As Decrypt beforehand reported, greater than one million web sites had already opted into blocking since final fall, with main publishers together with the Related Press, Time, The Atlantic, BuzzFeed, Reddit, Quora, and Common Music Group becoming a member of the motion.
“There are clear preferences that crawlers ought to be clear, serve a transparent goal, carry out a selected exercise, and, most significantly, comply with web site directives and preferences,” Cloudflare said. The corporate contrasted Perplexity’s conduct with OpenAI, which it mentioned correctly respects robots.txt information and stops crawling when blocked.
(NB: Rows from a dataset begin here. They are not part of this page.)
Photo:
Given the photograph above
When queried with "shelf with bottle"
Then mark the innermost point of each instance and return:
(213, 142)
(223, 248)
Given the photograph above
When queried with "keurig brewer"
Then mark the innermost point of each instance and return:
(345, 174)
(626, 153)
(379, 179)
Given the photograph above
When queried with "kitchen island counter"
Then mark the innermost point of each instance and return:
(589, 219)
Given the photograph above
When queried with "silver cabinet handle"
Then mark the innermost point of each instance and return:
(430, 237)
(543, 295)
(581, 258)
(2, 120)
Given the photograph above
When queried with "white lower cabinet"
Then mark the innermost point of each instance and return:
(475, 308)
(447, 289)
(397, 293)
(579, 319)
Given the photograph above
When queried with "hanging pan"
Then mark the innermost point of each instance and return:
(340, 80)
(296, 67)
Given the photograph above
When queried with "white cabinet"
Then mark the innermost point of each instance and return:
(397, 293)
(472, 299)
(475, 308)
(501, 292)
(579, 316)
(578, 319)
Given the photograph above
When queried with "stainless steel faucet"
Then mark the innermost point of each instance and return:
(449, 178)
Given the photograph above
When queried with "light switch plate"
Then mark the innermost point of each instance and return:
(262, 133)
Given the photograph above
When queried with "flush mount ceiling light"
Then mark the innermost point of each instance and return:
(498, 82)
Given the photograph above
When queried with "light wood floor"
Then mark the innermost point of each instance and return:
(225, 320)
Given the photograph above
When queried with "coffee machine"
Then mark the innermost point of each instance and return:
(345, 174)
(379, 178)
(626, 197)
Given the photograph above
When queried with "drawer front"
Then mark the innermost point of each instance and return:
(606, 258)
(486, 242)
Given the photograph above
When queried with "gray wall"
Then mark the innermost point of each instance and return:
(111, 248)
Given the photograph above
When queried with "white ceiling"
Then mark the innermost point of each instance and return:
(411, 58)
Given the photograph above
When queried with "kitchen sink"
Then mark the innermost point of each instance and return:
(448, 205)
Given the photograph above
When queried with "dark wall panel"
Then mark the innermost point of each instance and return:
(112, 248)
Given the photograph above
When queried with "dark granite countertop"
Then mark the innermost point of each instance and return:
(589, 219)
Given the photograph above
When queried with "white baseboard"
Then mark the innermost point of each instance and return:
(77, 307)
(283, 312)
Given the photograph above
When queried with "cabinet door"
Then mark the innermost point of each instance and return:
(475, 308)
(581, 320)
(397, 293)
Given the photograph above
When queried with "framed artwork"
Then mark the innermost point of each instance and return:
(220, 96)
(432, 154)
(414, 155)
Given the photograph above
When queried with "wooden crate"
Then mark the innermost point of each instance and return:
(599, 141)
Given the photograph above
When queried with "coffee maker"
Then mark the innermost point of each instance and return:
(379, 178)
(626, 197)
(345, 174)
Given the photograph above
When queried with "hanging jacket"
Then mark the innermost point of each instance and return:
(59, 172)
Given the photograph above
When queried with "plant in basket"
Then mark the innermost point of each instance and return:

Cloudflare’s response consists of each fast technical measures and longer-term initiatives. The corporate has deployed signature matches for the stealth crawler into its managed guidelines, obtainable to all clients together with free customers. It is also growing instruments like an “AI Labyrinth,” which traps non-compliant bots in mazes of pretend content material, and a “pay-per-crawl” market that may enable publishers to cost AI firms for entry to their content material.